Ausências e Vazios
de Sandra Amado
Deito-me na cama vazia, fria e escura.
Nos lençóis leves, agora pesados.
Creio que te guardam, de alguma forma, por isso nunca os lavei.
Lençóis vazios que cheiram a bafio.
Não faz mal, estou mais perto de ti.
Tateio cada centímetro de lençol.
Vejo traços do teu cabelo grosso, escuro e macio.
Almejo a textura da tua pele, sem nunca a alcançar.
Passo a mão em traços de batom vermelho,
arte abstrata de um tempo antigo.
Fazem-me corar, quando penso no teu sorriso.
Mas, ao olhar para aquela mancha de tinta negra no lençol,
as minhas entranhas agitam-se.
Disseste que estavas numa fase mudança.
Foi por isso que fizeste a tatuagem de uma aranha, quando te pedi em casamento no México.
Lembras-te daquele dia que em estivemos em Chichén Itzá?
No mesmo dia em que assistimos ao ritual do xamã?
Quando erguias a pedra da fertilidade,
enquanto um homem alto e convicto erguia a pedra da proteção,
e uma outra mulher, talvez com problemas denunciados pelo sorriso nervoso, erguia a pedra da saúde?
E eu, que rezava pela esperança de um filho enquanto erguias a pedra,
desobedeci ao pedido do xamã e filmei o ritual às escondidas.
Depois disso, fomos ver o templo.
Um calor intenso erguia-se ao longe nas pirâmides.
Batemos as palmas juntos num céu cinzento e carregado,
e chamámos o deus do ar — Quetzal.
Ao som do deus-pássaro, o céu ribombou numa chuva intensa, como um aviso.
Ignorámo-lo e fomos para o autocarro, molhados, sem outra roupa que vestir.
No dia seguinte, ficaste doente.
Ainda assim, quiseste fazer a tatuagem no Mercado 19.
Parece que ainda estou a ver a mulher de turbante e com os dedos tatuados,
a percorrer com a agulha as formas das tuas costas bem desenhadas.
Esboçaste alguns sinais de dor,
mas depois riste.
Quando a mulher terminou, deu-nos um espelho.
Sorrimos no reflexo ao descobrir a delicadeza da aranha.
Dormiste mal durante a noite. Tiveste febre. Incomodou-te um prurido nas costas e uma dor fina na omoplata. Tremeste na cama e transpiraste até molhares os lençóis.
Cuidei de ti e fui buscar gelo.
Passei uma pedra fresca na pele ferida, numa erupção talvez causada pela maceração da agulha.
Adormeci.
No dia seguinte, procurei-te por todo o lado.
Mas não te encontrei.
Vejo apenas uma ridícula aranha que me segue para todo o lado.
SOBRE A AUTORA
Sandra Amado
Sandra Amado nasceu em Lisboa, em 1972, e vive no Luxemburgo desde 2011. Em Portugal, licenciou-se em Sociologia. No Luxemburgo, estudou Gestão, desenvolvendo, ao mesmo tempo, uma paixão pela língua francesa.
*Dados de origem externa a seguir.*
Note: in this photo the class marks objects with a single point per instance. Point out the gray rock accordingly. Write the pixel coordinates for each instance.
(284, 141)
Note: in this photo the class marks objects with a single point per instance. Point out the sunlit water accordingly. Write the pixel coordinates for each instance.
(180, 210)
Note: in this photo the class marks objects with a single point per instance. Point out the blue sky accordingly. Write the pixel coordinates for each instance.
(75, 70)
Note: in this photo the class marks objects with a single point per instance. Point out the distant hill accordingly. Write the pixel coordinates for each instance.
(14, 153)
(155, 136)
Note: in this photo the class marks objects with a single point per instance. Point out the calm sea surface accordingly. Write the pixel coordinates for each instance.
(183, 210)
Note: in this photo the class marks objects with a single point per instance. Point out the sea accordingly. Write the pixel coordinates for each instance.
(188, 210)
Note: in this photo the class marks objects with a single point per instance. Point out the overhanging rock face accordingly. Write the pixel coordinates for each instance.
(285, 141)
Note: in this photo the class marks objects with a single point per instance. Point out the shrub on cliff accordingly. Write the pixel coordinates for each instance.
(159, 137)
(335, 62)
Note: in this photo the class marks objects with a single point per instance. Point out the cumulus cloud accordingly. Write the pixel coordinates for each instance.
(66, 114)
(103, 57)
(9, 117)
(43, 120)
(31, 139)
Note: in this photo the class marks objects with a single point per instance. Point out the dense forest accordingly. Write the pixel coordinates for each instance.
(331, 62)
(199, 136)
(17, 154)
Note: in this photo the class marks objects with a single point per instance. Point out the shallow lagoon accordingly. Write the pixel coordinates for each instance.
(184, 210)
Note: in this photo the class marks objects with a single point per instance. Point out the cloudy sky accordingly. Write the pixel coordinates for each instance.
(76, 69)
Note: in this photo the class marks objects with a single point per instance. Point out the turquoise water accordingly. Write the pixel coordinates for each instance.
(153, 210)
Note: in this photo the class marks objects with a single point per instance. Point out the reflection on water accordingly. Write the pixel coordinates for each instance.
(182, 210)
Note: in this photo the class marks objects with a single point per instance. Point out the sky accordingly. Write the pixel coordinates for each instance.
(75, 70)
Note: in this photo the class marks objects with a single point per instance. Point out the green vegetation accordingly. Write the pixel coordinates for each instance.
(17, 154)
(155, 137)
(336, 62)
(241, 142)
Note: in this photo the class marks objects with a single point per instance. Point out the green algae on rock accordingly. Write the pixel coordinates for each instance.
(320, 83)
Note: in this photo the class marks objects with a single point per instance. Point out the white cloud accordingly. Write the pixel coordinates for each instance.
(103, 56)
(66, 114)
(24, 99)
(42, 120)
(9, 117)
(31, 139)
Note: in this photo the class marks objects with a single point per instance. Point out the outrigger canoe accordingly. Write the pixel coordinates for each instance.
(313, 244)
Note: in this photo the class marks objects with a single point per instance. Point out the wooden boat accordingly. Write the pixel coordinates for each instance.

As saudades de Portugal e uma nova identidade cultural foram os motores da escrita — mal du pays, como dizem os franceses.
Iniciou-se na escrita criativa em francês, sempre com vontade de ir mais além. Durante o confinamento, apaixonou-se pelos cursos de escrita de terror da Escrever Escrever, integrando, mais tarde, a antologia Sangue Novo, com o conto «A Mais Bela Profissão».
Aprecia o gótico, as emoções, as sensações e a acústica que cria nos seus contos. Acredita que o percurso de uma vida normal, como a sua, poderia dar um conto de terror, e é por isso que acredita nesta escrita.